New Wilmington Globe Leader December 16, 2004
The Underground Railroad Shoppe
By David Hughes
Globe Leader Publisher
Lou Palumbo has a lot of good memories about his
childhood: the aroma of bacon and eggs served on the
family's annual train excursions to Chicago; the
baseball field and used car lots that dotted his
Taylor Street neighborhood; the days when steel mills
belching fire and smoke signaled plentiful jobs and
prosperity in New Castle.
Twenty-five years ago, Palumbo opened the Underground
Railroad Shoppe on Wilmington Road in Neshannock
Township, and ever since then he's labored to recreate
that world he remembers so fondly.
Palumbo does a brisk business throughout the year
selling and repairing model trains and accessories. In
November and December the pace picks up noticeable as
the Christmas holiday approaches. And while it's the
holiday business that pays the bills throughout the
year, it's those other months that Palumbo enjoys
most, because that's when he gets to work on "the
The layout is Palumbo's alter-ego world, built on a
42-inch high platform in the back room of the
building. It has fifteen trains running on seven
different levels. Although it's a complex track
layout, each train is independent of the others. There
are no switches. The layout the 75-80 animated
accessories including the largest animated amusement
park (21 rides) in the tri-state area. There are
lights on the streets and in most of the building and
two independent sound systems–one for train sounds,
one for the amusement park. And this tabletop
environment is all planned by, and mostly built by,
Lou Palumbo himself.
The layout is open to the public during the holiday
season. Adults pay $1.00, kids get in free; everyone
who enters gets a chance to enter the annual Lionel
giveaway. Palumbo hires high school students to run
and supervise the layout during the busy months. When
all the trains are running and all the lights are lit,
when the overhead lights are dimmed and the sound
systems turned on, it's easy to be transported to a
different place and time, almost to the point of
sensory overload. Kids, and their parents, too, are
enthralled by the experience.
Every year Palumbo adds to or changes parts of the
layout. It's a never-ending work in progress. He
claims there's no 3 by 5 inch space that's not
utilized, and careful inspection proves him correct.
His hobby, he explains, takes him (and others as well)
back to the days of his childhood.
"We want to go back to a simpler time," Palumbo
explains. In his world there are no terrorist, no
prisons. "There's no sickness in Lionelville, no use
for a hospital other than to give lollipops to kids.
And no jail, either," he adds. "I took it out."
"Unreality is what you want to create," Palumbo
maintains. And that's ex actly what he does.
Lou Palumbo's world is on of small towns, stores, and
shops–a world where people know their neighbors. A
place where people can buy doughnuts, watch a ball
game, eat in the local diner, buy a car, live, work
and play.
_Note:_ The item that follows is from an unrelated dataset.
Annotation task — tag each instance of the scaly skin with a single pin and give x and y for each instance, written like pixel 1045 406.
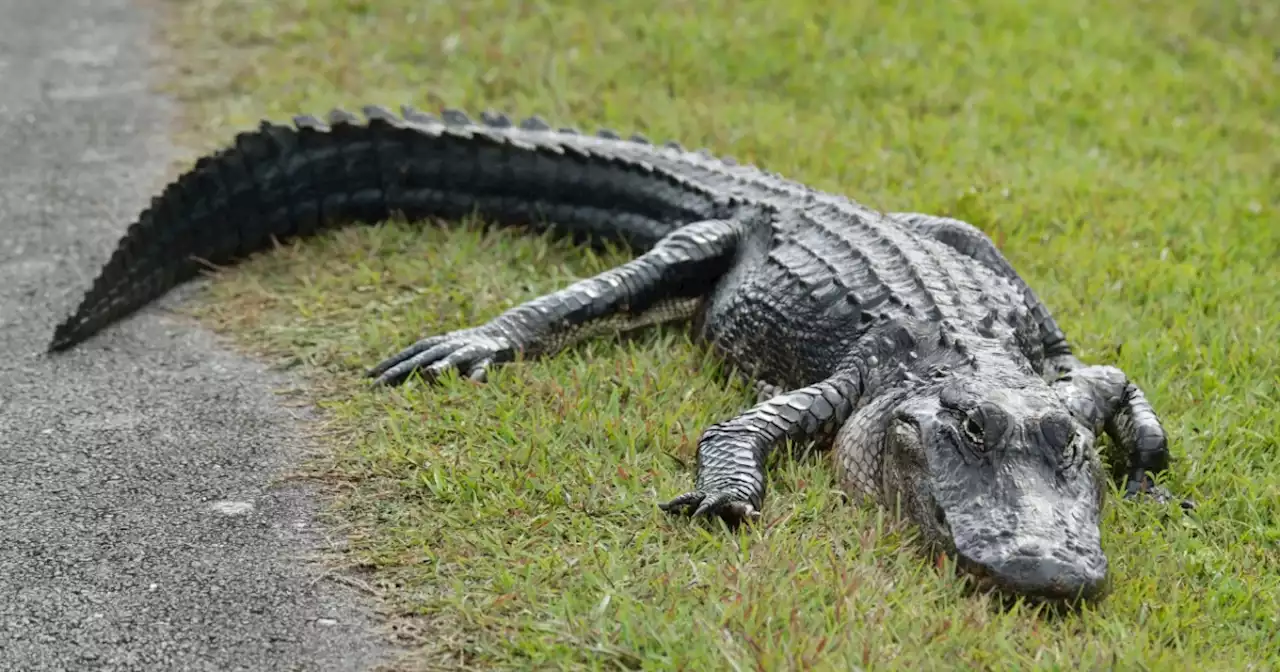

It's a place filled with Palumbo's treasured
memories of the days past as well as some wistful
scenes of things that may yet come.
He even created a farm in one corner of the layout, an
idealized place for this city boy and his wife Marcia
to live. While Marcia hangs the wash on the
clothesline, Loud relaxes in a hammock, admiring his
trees, fields and animals. This brand of
tongue-in-cheek humor is repeated in other scenes,
While it would be nice to think that Lou Palumbo is a
shrewd yet altruistic businessman, that's not exactly
the case. True, his layout brings in viewers who may
become customers, entices buyers with ideas of what
possibilities exist with a train layout. But in
reality, Palumbo says, "It's for me first. For me, the
fun is in building it, not so much in running it."
When he enters his layout room, Palumbo enters a world
he's created for himself, a world as he would like it
to be. And in that world, trains are important, but
perhaps only secondarily.
"The trains," Palumbo concludes, "are the ribbon that
ties the package together." The ribbon may be pretty,
but it's what's inside the package that really counts.
The Underground Railroad Shop is located in the Frank
A. Palumbo Building, 1906 Wilmington Road.